Relata refero . ¡Por Marte! ¿Por qué los romanos niegan tener miedo? Al parecer, la palabra ha sido relegada de nuestro acervo lingúístico desde los días de las tristes proscripciones, bajo el dictador Sila, y si existe aún un sentimiento parecido es el miedo al miedo. El romano no teme a nada, excepción hecha de sí mismo. Visto de este modo, yo debo ser un romano de otra raza, pues el miedo y la angustia me han acompañado desde mis primeros días. Quizás, en los años que vendrán, me llamarán cobarde por esta circunstancia, o bien sabio, pues a veces la impavidez y la estupidez van de la mano.

Aquellos días, después de la muerte violenta del Divus Julius , el pavor me acompañó como mi propia sombra y no logré desembarazarme de él. Nadie era capaz de decir quién había sido su enemigo y quién su amigo. Yo tampoco, pero a mí, el muchacho, me vino bien ser subestimado por todos. Hombres como Marco Antonio, Dolabela, Lépido o Bruto y Casio, eran conocidos por su temperamento, patente en sus palabras y en sus actos. En cambio, yo no había tenido oportunidad aún de presentarme en público (excepción hecha del discurso fúnebre que pronuncié durante las exequias de mi abuela Julia, a los doce años) y mi cargo de pontífice tampoco me ofreció oportunidad de perfilarme.

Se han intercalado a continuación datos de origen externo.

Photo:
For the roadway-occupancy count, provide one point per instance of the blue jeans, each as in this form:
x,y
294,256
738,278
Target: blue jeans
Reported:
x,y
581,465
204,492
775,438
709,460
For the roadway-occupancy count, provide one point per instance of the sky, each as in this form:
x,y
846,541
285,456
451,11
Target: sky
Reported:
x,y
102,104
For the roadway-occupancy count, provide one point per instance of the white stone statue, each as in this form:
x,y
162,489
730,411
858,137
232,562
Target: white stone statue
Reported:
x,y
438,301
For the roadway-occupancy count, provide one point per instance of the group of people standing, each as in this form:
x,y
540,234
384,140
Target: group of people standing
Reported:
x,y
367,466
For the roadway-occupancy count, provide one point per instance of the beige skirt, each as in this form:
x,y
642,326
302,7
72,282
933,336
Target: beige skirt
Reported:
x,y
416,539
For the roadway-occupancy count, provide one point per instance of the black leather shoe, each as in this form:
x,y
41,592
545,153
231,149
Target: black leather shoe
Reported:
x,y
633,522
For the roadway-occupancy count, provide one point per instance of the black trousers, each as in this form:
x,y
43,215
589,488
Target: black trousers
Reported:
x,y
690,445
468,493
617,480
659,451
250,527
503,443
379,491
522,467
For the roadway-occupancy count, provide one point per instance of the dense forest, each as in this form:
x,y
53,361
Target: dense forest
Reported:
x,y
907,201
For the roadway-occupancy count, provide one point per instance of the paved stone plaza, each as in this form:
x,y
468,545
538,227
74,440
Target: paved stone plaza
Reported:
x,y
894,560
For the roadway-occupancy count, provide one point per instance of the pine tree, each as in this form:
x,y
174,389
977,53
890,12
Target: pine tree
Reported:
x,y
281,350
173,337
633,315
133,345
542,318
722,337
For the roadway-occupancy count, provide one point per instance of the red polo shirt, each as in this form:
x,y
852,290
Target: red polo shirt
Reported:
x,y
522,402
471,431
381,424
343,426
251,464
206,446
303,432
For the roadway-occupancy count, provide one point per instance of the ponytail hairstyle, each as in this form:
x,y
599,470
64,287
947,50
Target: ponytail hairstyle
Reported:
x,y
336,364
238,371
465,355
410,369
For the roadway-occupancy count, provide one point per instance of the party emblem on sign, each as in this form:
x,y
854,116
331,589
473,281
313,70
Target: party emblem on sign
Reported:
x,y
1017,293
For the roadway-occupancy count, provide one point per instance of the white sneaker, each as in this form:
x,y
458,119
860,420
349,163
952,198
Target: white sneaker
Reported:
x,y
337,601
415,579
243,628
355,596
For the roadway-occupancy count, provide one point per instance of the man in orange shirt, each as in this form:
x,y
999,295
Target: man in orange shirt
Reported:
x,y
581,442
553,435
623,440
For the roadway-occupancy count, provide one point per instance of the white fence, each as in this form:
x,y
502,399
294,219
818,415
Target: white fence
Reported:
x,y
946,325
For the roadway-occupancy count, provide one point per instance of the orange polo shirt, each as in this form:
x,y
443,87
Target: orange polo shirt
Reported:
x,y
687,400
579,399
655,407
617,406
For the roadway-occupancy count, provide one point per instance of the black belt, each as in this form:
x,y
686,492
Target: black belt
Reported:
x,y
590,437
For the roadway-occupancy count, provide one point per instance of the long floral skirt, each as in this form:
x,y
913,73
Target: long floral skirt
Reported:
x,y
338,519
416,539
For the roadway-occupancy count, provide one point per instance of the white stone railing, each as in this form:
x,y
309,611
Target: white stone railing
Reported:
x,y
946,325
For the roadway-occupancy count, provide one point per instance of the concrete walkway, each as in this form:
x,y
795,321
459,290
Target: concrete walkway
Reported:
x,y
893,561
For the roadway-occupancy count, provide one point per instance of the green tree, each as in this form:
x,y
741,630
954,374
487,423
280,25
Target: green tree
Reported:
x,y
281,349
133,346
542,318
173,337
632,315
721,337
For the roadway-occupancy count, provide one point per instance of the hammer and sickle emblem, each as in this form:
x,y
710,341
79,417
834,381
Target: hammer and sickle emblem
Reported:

Ni carne ni pescado, era indiferente para la mayoría, sin embargo, cuando se conoció el testamento del Divino, la situación cambió de un día al otro. Y bien, adoptado por Cayo Julio César, se me atribuyó el carácter y la ideología de mi padre. Había nacido un nuevo César, y (lo confieso) me sentí exigido más allá de mis fuerzas. Los Césares no nacen, se hacen. Por lo tanto, se explica el miedo del que hablé, tanto más cuanto que no tenía sólo un enemigo: todos hablaron contra mí por diversos motivos y no hallé respaldo sino en el pueblo.